Pierce looked fine on Monday. How will he look on Friday against the Alouettes?
That's the hot question in Bomberland, thanks to the 2012 season opening with another concern about his ability to endure the full 60 minutes of football. There are many factors at work as to why a pivot is forced from a game, yes, but the numbers don't look good for No. 4:
-- Since the start of the 2010 season, Pierce has started 22 regular-season games for Winnipeg (out of 37 possible games). The bulk of those came last year, when he made a career-high 16 starts.
-- In those 22 starts, he's had to leave the contest because of injury eight times -- a 36 per cent frequency.
-- In his eight-year career, Pierce has started 56 games, leaving 21 of them early.

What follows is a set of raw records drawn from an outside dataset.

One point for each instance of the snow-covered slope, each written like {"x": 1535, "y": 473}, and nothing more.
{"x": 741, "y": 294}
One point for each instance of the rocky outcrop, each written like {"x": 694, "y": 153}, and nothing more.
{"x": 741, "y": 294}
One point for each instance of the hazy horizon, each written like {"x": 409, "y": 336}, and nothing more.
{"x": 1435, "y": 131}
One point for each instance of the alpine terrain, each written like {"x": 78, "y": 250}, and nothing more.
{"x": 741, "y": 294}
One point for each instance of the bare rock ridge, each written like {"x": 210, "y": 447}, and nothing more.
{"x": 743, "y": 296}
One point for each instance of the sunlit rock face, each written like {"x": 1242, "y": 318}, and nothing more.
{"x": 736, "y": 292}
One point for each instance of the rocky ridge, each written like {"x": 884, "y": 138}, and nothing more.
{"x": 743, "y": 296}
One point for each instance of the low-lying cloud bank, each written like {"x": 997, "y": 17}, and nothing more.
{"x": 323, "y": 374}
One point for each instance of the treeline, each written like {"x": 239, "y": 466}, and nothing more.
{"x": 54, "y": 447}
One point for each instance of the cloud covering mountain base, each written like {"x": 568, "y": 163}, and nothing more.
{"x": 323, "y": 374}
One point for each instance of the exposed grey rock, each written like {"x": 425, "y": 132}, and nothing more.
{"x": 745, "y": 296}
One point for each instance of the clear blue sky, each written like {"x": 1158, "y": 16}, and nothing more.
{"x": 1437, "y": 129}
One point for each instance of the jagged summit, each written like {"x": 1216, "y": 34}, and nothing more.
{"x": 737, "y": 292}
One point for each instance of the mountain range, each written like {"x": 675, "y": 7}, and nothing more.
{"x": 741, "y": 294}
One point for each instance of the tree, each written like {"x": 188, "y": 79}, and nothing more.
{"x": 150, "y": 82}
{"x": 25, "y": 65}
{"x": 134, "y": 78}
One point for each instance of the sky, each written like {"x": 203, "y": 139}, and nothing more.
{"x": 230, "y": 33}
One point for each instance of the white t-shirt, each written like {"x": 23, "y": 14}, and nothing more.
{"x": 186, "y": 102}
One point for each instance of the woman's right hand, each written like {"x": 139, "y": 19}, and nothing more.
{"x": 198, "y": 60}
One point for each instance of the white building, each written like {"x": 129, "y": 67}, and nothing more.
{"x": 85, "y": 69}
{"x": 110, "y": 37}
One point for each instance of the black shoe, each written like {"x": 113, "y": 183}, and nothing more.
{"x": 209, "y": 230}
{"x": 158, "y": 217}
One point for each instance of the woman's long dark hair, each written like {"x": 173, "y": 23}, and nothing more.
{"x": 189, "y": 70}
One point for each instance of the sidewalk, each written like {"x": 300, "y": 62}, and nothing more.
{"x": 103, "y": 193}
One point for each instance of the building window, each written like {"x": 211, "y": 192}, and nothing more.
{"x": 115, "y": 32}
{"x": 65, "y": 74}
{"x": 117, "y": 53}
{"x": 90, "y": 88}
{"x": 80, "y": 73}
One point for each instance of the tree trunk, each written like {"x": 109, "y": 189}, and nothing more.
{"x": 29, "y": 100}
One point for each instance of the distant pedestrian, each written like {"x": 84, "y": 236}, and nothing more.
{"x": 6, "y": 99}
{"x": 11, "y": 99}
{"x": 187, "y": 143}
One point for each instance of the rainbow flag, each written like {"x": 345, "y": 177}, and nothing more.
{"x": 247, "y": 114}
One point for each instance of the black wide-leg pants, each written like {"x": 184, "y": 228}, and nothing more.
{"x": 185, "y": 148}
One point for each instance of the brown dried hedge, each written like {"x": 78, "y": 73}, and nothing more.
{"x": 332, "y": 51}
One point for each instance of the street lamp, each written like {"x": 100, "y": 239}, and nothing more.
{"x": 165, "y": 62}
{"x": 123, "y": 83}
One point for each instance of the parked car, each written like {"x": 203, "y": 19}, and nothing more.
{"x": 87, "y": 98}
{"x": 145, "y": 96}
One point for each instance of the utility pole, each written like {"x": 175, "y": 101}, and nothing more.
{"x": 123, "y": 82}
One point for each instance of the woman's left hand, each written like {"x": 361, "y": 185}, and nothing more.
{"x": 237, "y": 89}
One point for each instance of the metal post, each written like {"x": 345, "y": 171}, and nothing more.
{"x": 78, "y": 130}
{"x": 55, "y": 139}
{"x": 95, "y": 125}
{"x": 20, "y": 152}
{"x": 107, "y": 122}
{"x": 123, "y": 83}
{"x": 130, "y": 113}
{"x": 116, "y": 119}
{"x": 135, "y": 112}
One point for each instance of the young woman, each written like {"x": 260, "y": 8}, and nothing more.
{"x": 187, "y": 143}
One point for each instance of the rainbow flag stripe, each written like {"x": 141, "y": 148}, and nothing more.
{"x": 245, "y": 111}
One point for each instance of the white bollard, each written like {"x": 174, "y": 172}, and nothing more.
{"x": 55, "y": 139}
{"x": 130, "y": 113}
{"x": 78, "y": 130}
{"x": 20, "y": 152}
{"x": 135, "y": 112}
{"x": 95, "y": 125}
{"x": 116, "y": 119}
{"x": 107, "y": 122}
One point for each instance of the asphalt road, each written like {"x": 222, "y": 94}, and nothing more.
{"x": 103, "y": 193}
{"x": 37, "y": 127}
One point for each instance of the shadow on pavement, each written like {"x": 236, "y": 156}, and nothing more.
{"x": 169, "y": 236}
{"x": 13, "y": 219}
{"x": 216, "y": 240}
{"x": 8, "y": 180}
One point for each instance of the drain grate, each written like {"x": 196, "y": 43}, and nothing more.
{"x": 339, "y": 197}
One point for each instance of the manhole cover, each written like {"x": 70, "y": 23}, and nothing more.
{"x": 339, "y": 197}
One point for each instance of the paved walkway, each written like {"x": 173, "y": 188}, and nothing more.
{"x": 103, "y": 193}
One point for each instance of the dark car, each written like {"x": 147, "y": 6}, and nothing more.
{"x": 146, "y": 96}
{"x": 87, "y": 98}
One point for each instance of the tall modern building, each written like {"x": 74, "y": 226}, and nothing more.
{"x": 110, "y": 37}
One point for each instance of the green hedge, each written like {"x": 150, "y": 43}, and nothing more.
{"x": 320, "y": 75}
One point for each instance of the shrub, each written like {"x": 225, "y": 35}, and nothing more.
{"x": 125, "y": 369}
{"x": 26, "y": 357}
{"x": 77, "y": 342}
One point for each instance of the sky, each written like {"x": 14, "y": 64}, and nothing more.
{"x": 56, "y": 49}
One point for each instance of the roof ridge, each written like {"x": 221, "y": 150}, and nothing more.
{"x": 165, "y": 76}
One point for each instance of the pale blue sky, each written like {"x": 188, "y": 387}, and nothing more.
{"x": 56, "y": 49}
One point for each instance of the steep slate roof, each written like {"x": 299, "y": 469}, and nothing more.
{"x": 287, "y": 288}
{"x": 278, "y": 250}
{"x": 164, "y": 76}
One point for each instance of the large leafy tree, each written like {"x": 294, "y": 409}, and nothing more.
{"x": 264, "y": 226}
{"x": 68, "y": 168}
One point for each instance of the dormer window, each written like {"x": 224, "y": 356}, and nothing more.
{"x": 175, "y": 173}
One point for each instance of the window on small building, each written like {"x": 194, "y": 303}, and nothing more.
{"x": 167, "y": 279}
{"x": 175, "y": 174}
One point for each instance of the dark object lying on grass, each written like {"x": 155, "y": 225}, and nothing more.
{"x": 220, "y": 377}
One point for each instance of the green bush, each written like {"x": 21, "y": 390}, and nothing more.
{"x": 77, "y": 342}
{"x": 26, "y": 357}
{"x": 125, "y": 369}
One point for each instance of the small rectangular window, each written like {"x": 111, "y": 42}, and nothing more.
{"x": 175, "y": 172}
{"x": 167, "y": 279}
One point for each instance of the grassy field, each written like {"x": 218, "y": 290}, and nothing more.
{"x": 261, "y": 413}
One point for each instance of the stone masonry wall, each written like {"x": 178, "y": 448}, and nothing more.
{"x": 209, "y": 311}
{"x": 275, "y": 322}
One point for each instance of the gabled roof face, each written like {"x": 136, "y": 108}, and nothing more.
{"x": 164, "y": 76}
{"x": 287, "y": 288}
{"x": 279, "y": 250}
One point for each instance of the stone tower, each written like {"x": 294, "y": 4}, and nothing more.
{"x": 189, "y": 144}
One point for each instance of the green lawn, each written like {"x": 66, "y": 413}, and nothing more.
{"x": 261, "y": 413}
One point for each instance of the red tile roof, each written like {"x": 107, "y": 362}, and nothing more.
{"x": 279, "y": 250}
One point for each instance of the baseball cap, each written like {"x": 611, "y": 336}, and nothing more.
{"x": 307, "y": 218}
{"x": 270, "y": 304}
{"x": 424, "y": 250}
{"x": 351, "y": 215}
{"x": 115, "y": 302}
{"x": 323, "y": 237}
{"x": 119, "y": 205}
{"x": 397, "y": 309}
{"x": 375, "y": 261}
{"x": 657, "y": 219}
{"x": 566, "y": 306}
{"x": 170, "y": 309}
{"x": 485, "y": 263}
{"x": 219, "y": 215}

When asked if the Bombers might give some thought to basing their starting quarterback decisions on the figures above, LaPolice was quick in his dismissal.
"Not at this time, no."
That's some good quarterback-controversy deflecting right there, but what's interesting about this latest Pierce worry is that it comes not from his usual disregard for personal well-being (taking on defenders is hazardous to one's health, in case you didn't know) but rather the reality in front of him when he takes the snap from centre. It's not Pierce's fault the Bombers brass chose to go younger along the offensive line -- adding two new first-time starters with rookie backups behind them to open the season, right? Throw in an unforeseen injury to a veteran like left tackle Glenn January -- which forced another rookie into the starting lineup against the Lions -- and bad things can happen to your starting quarterback.
Like 11 passing yards with just a few minutes left to play in the second quarter.
Or four sacks in that same time period.
"Experience helps in any position, not just O-line," LaPolice conceded. "We had four rookies in there? Well, (Chris) Greaves has played a couple games. That's a young unit, but what you want to see is them do the best they can, play with great effort. Hey, when you're a young whatever you are, you gotta execute when you get your opportunities."
Do your best, play with great effort.
On the surface, those hardly qualify as words of encouragement for Pierce -- or for Bomber fans.